Hanged activist indicts MQM chief

Saulat Ali Khan, alias Saulat Mirza, admitted to carrying out several political assassinations of rival party leaders and government officials as well as attacks on security forces on orders from the MQM leadership, in particular London-based party chief Altaf Hussain

 

MQM chief Altaf Hussain
MQM chief Altaf Hussain

Pakistan’s most famous death-row inmate was executed on Tuesday in the high-security Machh jail in Balochistan province, weeks after a sensational videotaped confession that became the focus of a major political drama.

Saulat Ali Khan, alias Saulat Mirza, was a former activist of the Muttahida Qaumi Movement (MQM), the political party that has its power base in the southern port city of Karachi. Khan was convicted by an anti-terrorism court in 1999 of the murder of Shahid Hamid, the then chairman of the government-owned Karachi Electric Supply Co., along with his bodyguard and driver in a targeted assassination in 1998.

Khan was well known in Karachi, but gained national — and international — fame after a pre-recorded confessional video statement was broadcast by national TV channels just hours before he was to be hanged on March 19 earlier this year.
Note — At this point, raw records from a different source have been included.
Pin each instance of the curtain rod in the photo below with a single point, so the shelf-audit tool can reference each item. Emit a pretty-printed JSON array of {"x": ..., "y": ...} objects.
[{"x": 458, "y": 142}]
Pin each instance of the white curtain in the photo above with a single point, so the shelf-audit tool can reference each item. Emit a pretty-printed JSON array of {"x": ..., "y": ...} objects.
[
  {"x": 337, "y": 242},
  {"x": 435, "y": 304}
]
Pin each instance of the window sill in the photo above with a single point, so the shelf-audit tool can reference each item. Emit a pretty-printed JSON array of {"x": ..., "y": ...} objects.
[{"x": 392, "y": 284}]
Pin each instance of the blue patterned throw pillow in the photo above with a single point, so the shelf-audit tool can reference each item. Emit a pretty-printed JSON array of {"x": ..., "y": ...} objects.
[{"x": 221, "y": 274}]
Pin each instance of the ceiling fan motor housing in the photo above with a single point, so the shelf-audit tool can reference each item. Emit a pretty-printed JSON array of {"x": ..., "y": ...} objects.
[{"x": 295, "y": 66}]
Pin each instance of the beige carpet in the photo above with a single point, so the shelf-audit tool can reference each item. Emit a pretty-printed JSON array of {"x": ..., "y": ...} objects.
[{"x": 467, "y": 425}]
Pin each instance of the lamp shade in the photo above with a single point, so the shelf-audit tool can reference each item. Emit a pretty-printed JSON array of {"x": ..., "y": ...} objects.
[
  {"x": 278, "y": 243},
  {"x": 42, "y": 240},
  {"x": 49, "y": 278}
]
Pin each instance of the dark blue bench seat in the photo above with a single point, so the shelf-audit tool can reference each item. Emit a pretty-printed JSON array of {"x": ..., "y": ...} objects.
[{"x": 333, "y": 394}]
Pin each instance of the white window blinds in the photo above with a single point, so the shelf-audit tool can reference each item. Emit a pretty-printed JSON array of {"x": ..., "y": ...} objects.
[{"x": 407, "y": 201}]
In the statement, Khan admitted to carrying out several political assassinations of rival party leaders and government officials as well as attacks on security forces on orders from the MQM leadership, in particular London-based party chief Altaf Hussain.

The MQM leadership has denied the allegations, but it had also recently distanced itself from Khan after fighting for his release for more than a decade.

“He was a bit tense at night and spent it smoking and writing letters to his family,” a prison official who witnessed the execution said. “But when he was walked out to the gallows, he was composed and unemotional. His last words were that he would like the families of the people he murdered to forgive him.”

The MQM was founded by Mohajirs, Muslims who migrated from India following partition in 1947. Rival parties and security officials said the MQM also ran extortion and criminal rackets in the city, through what they called was the party’s militant wing. Khan was purported to be leader of that wing.

MQM leaders denied ties with criminal activities and the existence of a militant wing. But the party has been on the defensive. On March 11, the paramilitary Rangers force raided the MQM headquarters in Karachi, arresting several people, including at least four men sought in connection with several high profile murders, including that of a local television journalist.

Saulat Ali Khan’s body has now been handed over to his relatives and a burial is expected to take place later in Karachi in what MQM watchers said could be a highly charged political atmosphere.